With the Boolean operator AND, all pages are included which include the
name Milosevic with another name. The frequencies are still low. One
time in every 49 pages Milosevic is named together with Hitler. But even
Bertie Ahern appears with Hitler in 1 in 126 pages. Milosevic and Stalin
are together, in 1 page in 94. Milosevic and Pol Pot, 1 in 290. For some
reason Bertie Ahern is named more often together with Pol Pot, once in
189 pages.

But the general pattern  is clear. Milosevic is linked in texts to
symbols of historical atrocity, more often than a "neutral" western head
of government. However the difference is less than you might expect,
only 2 to 3 times more often. Also the symbols have an internal order:
first Hitler, then Stalin, then Pol Pot.

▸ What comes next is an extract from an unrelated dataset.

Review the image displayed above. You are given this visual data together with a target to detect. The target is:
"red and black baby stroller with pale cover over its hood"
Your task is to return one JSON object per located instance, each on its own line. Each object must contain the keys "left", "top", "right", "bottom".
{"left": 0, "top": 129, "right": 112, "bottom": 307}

I have used a very simple
search. It is possible to automate this type of count. However, I think
the general pattern will be the same, certainly in the sequence of the
symbols. As I indicated in previous mail, negative legitimisers are
culturally determined. Culturally memory is ultra-selective.

Hitler made a famous remark, when discussing the intensification of
anti-Jewish campaigns... "Who remembers the Armenians?" Partly because
that remark is so often quoted, many people do know about the Armenian
genocide. But who remembers who ordered it? Who was the "Hitler" for the
Armenians? That is not considered culturally relevant, so it is not
emphasised. So too with Milosevic and Hitler, or Saddam and Hitler:
these are comparisons specific to certain cultures at certain times. No
moral judgment can be derived from them.